At work one of the most tedious jobs is putting all of the stories that appear in the paper onto our website. We're still working from text files (which works very well) as for a number of reasons we haven't yet changed to use the site's CMS as the central location where copy is stored.
So towards the end of the day we have to go through nearly all the pages, strip out the headlines, standfirsts and copy, and input them into the site's backend. It's mindless, slow and frankly demoralising.
A perfect candidate for automation then!
Let's start with taking the text from the InDesign files, with an AppleScript I run through FastScripts:
tell application "Adobe InDesign CS5.5" tell the front document set the_text to get the contents of the selection end tell end tell repeat with an_item in the_text do shell script ("echo '" & an_item & "' >> ~/Desktop/web_strip.txt") end repeat do shell script ("echo '\\n\\n\\n\\n' >> ~/Desktop/web_strip.txt")
Here we take the content of the selected InDesign frames and use a shell script snippet to append it to a file on the desktop, followed by a bunch of newlines to separate the appended text.
It's straightforward, but
the contents of the selection in line 3 could return anything: more than one selected frame and you get a list, just one and you get whatever data is in the frame. So, instead of iterating over several pieces of text in line 7, you iterate over each character in one piece of text. Bonus points: InDesign CS4 (which we use at work) doesn't preserve the order in which you select frames, meaning you have to go one-by-one (and use a different script — I'm showing the one I use at home here).
Ok, now we've got a text file with all the copy in. Once that's been cleaned up — any unnoticed mistakes corrected, print-focussed formatting removed — it's time to enter it into the CMS.
For ages, this is where the automation stopped. The editor used in the CMS interprets pasted text oddly, requiring people to paste the plain text into (shock horror) TextEdit in rich-text mode, and from there into the field in the CMS. Lots of copying and pasting. Lots of boredom.

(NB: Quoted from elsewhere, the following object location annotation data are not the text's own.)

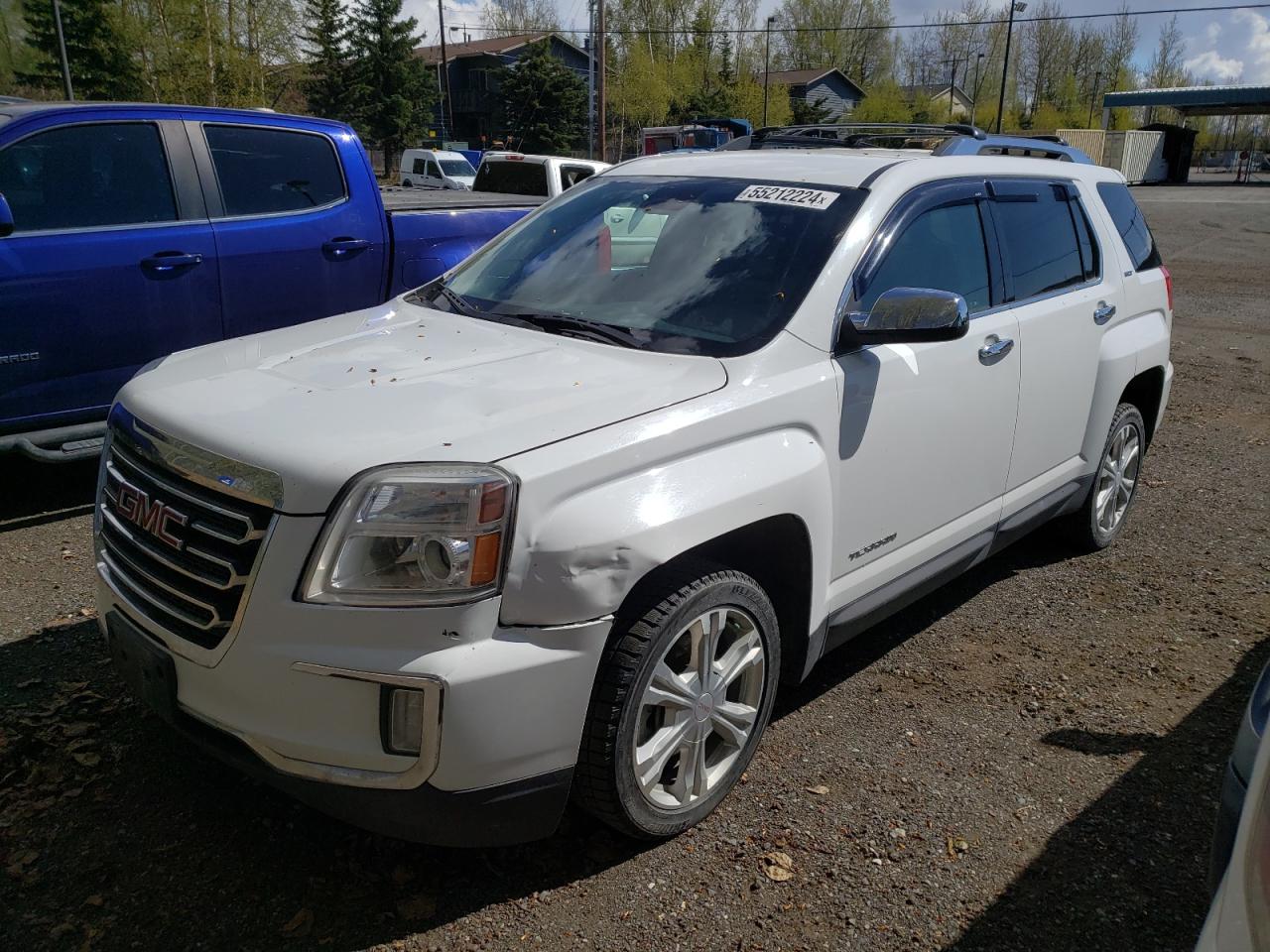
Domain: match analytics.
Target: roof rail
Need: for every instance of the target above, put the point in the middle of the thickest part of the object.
(853, 135)
(957, 139)
(1026, 146)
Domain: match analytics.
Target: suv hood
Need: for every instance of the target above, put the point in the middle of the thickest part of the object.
(321, 402)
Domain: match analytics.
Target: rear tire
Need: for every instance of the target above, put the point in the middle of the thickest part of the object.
(1101, 518)
(681, 699)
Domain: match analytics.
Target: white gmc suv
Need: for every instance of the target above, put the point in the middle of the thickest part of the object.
(557, 526)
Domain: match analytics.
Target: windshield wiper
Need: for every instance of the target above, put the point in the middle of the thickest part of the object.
(578, 325)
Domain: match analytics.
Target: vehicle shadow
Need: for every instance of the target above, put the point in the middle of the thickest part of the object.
(1130, 871)
(119, 807)
(35, 493)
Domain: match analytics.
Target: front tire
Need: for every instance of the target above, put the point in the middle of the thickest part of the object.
(1100, 521)
(681, 699)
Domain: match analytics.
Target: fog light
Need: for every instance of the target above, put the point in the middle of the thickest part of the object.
(403, 724)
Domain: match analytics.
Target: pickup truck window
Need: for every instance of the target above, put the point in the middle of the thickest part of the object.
(1039, 238)
(87, 176)
(264, 172)
(691, 266)
(512, 178)
(942, 249)
(572, 175)
(1130, 225)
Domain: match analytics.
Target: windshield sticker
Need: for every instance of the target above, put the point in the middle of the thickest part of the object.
(786, 194)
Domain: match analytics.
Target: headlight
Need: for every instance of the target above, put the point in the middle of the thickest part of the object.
(414, 536)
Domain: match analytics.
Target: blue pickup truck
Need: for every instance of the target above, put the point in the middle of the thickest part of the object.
(131, 231)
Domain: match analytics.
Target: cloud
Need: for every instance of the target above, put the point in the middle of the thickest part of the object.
(1257, 30)
(1214, 66)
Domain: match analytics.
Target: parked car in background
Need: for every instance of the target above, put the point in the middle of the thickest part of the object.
(430, 168)
(1238, 918)
(593, 506)
(544, 176)
(132, 231)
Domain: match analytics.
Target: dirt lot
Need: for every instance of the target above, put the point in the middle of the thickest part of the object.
(1025, 761)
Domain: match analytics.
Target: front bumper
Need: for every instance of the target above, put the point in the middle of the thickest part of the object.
(295, 697)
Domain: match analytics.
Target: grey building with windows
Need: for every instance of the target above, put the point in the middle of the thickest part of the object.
(471, 68)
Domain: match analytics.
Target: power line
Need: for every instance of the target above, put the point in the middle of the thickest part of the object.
(874, 27)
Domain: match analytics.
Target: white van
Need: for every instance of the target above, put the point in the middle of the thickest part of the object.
(429, 168)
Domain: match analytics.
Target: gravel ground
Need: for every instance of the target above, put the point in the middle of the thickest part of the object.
(1028, 760)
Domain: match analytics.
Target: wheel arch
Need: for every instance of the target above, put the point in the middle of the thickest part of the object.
(1146, 391)
(775, 551)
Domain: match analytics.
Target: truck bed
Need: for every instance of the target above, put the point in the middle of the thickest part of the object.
(426, 199)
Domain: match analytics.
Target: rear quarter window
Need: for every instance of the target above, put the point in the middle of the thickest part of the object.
(1130, 223)
(512, 178)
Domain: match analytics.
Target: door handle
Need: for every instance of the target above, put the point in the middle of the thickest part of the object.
(168, 262)
(344, 246)
(994, 348)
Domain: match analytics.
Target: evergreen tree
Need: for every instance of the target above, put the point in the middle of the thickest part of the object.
(394, 87)
(325, 85)
(99, 62)
(807, 113)
(544, 103)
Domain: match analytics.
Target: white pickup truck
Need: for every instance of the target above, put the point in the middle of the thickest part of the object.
(545, 176)
(559, 524)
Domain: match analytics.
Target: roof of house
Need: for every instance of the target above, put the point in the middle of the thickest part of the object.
(933, 89)
(804, 77)
(492, 46)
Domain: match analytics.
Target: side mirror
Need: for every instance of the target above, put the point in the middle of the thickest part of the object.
(907, 316)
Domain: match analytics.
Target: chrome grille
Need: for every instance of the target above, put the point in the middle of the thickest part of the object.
(181, 553)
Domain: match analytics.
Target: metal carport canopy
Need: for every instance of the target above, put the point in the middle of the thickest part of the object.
(1197, 100)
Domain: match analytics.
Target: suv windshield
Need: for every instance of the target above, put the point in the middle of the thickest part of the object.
(457, 167)
(512, 177)
(689, 266)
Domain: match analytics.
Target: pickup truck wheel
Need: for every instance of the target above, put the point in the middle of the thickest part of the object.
(680, 702)
(1100, 521)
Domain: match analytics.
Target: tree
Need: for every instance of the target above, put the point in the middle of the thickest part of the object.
(325, 85)
(543, 102)
(99, 62)
(395, 90)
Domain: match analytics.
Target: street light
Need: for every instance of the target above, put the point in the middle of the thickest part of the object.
(1017, 7)
(974, 102)
(767, 56)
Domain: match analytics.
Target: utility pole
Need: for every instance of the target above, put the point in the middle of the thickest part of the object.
(767, 59)
(974, 100)
(62, 49)
(602, 39)
(448, 109)
(1015, 7)
(955, 60)
(590, 79)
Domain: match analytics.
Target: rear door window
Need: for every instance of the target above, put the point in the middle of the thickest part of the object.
(512, 178)
(942, 249)
(1040, 245)
(1130, 223)
(264, 171)
(90, 176)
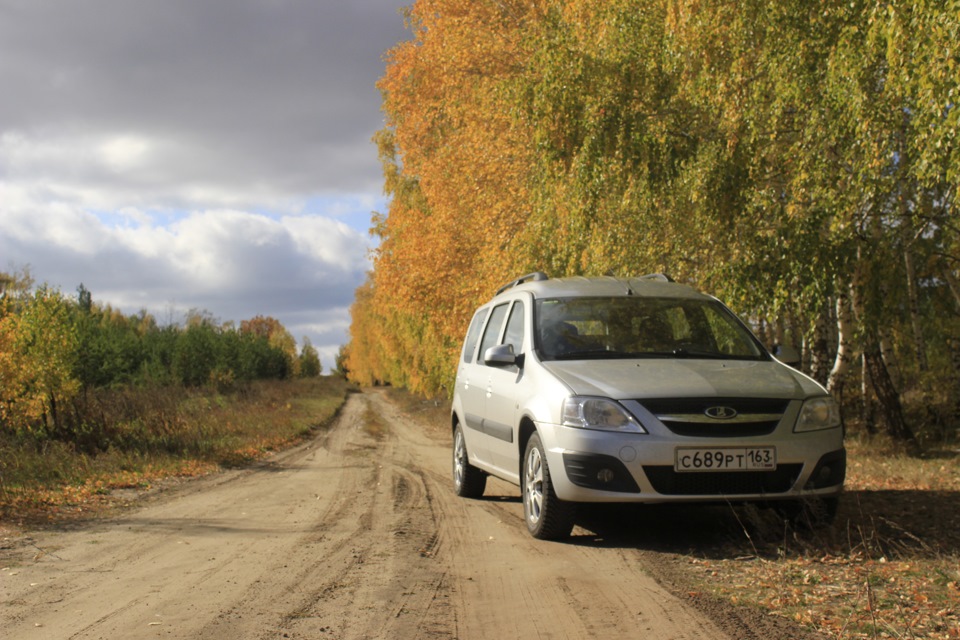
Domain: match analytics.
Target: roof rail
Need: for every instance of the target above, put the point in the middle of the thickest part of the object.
(659, 277)
(536, 276)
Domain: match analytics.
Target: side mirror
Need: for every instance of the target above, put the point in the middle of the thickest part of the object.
(501, 355)
(787, 355)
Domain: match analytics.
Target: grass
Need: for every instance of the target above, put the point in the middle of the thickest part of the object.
(889, 567)
(158, 435)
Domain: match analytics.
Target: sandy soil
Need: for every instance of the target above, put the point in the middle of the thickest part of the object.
(355, 534)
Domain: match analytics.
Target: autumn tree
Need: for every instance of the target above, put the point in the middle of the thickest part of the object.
(801, 162)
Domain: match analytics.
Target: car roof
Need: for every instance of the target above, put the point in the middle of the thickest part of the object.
(654, 285)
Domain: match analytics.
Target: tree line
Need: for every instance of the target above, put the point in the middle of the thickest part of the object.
(799, 160)
(57, 352)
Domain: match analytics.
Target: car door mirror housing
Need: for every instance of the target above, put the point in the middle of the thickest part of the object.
(787, 355)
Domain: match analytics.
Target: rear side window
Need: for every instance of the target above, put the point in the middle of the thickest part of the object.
(514, 333)
(473, 334)
(492, 332)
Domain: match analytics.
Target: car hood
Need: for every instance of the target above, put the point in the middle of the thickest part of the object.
(673, 378)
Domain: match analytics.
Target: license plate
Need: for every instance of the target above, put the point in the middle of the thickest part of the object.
(725, 459)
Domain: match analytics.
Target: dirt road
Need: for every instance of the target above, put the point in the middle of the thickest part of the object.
(356, 534)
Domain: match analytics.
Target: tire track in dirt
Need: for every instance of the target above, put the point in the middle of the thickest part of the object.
(354, 535)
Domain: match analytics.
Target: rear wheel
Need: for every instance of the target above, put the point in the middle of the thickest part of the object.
(547, 517)
(468, 481)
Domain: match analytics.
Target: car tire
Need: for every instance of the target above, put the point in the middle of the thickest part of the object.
(547, 517)
(468, 481)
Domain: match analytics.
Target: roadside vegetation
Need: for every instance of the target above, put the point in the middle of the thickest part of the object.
(92, 401)
(798, 161)
(889, 567)
(159, 435)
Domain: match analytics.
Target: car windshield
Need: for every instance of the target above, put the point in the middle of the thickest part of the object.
(585, 328)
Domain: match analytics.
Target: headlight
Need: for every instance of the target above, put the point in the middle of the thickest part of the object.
(599, 413)
(817, 414)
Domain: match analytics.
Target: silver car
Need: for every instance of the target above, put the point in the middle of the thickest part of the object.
(634, 390)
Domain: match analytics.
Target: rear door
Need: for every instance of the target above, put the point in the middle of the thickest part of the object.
(505, 385)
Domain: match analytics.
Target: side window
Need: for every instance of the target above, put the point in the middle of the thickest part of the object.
(514, 333)
(473, 334)
(492, 332)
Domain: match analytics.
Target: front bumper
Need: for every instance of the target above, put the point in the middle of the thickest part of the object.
(601, 466)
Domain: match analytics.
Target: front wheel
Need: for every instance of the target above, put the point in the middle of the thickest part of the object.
(468, 481)
(547, 516)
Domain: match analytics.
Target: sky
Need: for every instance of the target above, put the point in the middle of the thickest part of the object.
(209, 155)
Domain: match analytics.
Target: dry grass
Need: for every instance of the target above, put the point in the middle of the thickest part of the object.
(190, 435)
(888, 568)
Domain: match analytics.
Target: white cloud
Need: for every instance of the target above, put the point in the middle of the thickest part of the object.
(174, 154)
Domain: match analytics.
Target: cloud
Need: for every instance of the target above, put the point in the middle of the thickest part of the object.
(175, 154)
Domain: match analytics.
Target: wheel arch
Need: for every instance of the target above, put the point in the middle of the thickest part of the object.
(527, 429)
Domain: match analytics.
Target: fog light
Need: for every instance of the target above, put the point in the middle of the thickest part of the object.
(605, 475)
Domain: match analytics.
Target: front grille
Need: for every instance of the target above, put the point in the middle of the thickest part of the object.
(722, 483)
(688, 416)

Gross.
But these are just fields on a web page. And, of course, the page uses jQuery. And Safari lets you
A bit of poking around in the inspector revealed that most of the interesting fields could be set through a simple
.val(foo) on the element, while the body of the article could be set through
.html('bar') — and wrapping paragraphs in
<p> tags ensured that the text displayed correctly.
I decided on a Python text filter. Not entirely appropriate — we don't transform and return the text — but it's a dead simple way of working with the selection and removing it once we're done.
Using Python lets us do all sorts of wonderful things too other than just preparing the InDesign text to be entered into the fields. Here's the code, before I dive in any further:
I like to put data at the top of my scripts and the code beneath, so let's start on line 35, where we read in the text from BBEdit. Line 36 breaks that text apart: I use a four-part structure, where the first line is the headline, then the standfirst and byline (both of which can be blank) and then any remaining lines form the body.
In line 43 we index into the names dictionary (abbreviated to protect the guilty, lines 6–9) using the cleaned-up byline, with 4 the value for the default author. This and the story type stuff below are presented as drop-down menus, which is where the integers come from.
Next we crudely count the words in the body to work out the story type, which are roughly differentiated by length. I iterate over a dictionary of lambdas instead of a lengthy
if-elif block, mostly because it lets me use the dictionary keys to store the strings associated with the values. (You could do the same with comments in the
if-else. I don't think there's a big advantage to either method.)
Note that the lambda for the 'inbrief' type just returns False. We collect all of the brief stories into a single article on the web, with the total length anything from 100 words to over 600, and I couldn't think of an easy way to pick them out. I set the type for briefs by hand.
The last processing step is to wrap each line of the body with paragraph tags. (It's basic but it works!)
And finally we print an empty string to delete the current selection in BBEdit — time to move on to the next story.
By using this script and opening up a dozen or two 'new article' tabs in Safari, moving between each one and using the text filter to populate the fields, I can effectively do work in parallel instead of one task at a time — filling in new articles while I wait for the website to catch up and show the publishing time options. And no more copy & paste from TextEdit.